The two shining stars on this album for me are ‘Open Invite (To the Caves)‘ and ‘Bad Advice‘, with the chaos that the bridge for the former brings to the song, perhaps suggests an even more experimental edge to Hash Redactor that I would love to see more in future releases. ‘Bad Advice’ is the song I find myself drawn back to a lot of the time, maybe it’s just because I, personally am a massive fan of the bass tone on this particular tack, as well as the way that I could easily see myself getting thrown around in a mosh pit to this song after work on a Saturday night.

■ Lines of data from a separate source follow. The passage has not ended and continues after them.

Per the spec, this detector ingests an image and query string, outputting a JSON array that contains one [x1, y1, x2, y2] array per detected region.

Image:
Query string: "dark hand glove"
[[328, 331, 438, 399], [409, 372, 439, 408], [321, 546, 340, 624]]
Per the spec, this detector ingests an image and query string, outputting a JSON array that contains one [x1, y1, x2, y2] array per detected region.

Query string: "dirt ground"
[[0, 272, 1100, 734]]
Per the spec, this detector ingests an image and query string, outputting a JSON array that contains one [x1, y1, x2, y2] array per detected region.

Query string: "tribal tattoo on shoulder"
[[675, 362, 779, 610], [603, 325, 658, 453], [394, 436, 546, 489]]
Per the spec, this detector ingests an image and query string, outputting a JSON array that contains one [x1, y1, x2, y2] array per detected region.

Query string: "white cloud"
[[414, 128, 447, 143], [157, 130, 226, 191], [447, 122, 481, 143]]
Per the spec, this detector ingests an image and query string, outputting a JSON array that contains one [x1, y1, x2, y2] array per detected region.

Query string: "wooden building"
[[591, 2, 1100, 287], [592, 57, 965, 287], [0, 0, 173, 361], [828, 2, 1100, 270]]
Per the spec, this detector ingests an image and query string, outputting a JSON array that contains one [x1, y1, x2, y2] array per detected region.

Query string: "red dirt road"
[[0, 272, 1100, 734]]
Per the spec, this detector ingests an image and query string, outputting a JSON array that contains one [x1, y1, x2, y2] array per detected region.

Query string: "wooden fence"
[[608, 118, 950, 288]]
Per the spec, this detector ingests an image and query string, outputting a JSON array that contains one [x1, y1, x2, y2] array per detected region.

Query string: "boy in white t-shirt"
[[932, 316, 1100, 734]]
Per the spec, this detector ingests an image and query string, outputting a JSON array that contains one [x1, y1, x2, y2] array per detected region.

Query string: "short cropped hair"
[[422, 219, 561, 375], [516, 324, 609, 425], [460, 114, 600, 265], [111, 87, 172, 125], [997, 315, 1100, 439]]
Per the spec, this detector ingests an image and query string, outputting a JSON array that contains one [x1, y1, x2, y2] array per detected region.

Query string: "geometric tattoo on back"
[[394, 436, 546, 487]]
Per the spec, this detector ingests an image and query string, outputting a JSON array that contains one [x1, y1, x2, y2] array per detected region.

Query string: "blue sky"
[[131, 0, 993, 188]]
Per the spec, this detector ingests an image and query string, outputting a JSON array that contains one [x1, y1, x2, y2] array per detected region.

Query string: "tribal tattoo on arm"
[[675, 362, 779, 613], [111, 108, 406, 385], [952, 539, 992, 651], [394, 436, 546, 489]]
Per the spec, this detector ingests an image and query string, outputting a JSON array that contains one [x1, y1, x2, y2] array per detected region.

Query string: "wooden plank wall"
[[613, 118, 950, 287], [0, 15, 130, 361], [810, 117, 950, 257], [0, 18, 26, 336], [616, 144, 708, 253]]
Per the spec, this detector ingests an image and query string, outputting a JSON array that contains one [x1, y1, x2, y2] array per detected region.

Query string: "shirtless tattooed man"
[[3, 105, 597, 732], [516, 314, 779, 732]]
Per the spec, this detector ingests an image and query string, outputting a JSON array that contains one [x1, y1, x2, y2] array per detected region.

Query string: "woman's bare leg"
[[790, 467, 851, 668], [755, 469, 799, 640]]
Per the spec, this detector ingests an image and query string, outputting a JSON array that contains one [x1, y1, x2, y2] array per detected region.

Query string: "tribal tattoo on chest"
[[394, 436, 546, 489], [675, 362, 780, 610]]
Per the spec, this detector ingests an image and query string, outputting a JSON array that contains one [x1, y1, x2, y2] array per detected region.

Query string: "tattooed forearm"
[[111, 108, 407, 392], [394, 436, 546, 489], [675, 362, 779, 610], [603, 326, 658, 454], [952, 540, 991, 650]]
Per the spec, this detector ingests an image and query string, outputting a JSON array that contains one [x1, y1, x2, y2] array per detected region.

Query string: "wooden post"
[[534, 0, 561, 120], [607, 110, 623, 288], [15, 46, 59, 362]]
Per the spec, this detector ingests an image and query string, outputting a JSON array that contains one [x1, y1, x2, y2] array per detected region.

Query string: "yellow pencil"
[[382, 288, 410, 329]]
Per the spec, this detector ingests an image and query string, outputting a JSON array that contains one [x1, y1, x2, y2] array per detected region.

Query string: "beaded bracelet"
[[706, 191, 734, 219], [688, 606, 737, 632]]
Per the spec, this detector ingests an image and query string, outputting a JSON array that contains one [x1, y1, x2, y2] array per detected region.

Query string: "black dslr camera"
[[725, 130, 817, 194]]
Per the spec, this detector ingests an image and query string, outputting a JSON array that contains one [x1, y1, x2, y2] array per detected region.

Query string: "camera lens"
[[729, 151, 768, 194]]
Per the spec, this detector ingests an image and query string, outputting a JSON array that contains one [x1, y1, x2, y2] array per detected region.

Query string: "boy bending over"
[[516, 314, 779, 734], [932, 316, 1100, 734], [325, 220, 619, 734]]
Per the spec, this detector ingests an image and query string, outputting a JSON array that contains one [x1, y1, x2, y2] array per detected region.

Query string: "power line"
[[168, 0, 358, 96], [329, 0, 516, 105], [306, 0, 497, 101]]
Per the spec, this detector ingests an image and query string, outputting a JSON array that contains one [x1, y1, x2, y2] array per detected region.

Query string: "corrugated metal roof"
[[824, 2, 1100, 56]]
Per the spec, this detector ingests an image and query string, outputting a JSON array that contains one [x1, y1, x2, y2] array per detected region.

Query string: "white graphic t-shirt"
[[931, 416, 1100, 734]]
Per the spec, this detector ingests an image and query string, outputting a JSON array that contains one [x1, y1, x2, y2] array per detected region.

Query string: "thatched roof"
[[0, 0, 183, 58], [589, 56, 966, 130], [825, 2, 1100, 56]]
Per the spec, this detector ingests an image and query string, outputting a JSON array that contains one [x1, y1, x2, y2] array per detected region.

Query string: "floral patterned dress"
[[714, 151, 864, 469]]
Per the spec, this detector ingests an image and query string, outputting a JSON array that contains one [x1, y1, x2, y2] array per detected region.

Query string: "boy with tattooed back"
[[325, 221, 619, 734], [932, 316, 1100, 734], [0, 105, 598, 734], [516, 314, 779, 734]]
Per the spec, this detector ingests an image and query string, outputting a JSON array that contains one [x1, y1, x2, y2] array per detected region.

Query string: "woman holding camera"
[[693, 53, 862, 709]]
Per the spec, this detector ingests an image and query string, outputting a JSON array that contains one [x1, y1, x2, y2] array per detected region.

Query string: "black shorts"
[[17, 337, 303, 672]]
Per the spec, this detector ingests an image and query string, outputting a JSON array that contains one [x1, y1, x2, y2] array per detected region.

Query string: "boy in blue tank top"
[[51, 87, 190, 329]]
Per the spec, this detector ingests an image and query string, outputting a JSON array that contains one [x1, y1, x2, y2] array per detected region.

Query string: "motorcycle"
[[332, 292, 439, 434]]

The album closes on ‘Floral Pattern‘, which is slightly more mellow than the rest of the album, but doesn’t lose the chaotic, Lo-Fi energy that the album had spent forty’ish minutes gathering. However, I found that the gathered momentum set me up waiting for a big finish, and instead of the huge anthem like climax I was waiting for, I got a reasonably mellow track that is a lot more easily followed than a lot of the other tracks on this album, and on the first listen, this disappointed me. However, as I’ve returned to this record, I’ve found myself quite enjoying the ultimate destination, and in a way I now feel as though ‘Floral Pattern’ is the catharsis this album needed for a closing track.
Overall, I enjoyed ‘Dreksound’. It’s a good reflection of the direction of Lo-Fi Punk/Grunge scene that is gaining so much traction at the moment. However I did have to stop and ask myself, ‘Is this the kind of record which an eager ex-boyfriend would show me so we had more music in common, and I’d just reply with “it’s not bad, I don’t mind it!” in order to not hurt his feelings?‘ and the answer to that was yes, definitely. However, if you enjoy bands that create noise and are going to create noise in the Lo-Fi alternative scene, Hash Redactor are for you. Heavy bass, haunting guitars, building drums and vocals that perfectly suit the style the band clearly aimed to create. If you’re looking for something that feels new but also strangely familiar from the first listen, I’d definitely urge you to give this band a try.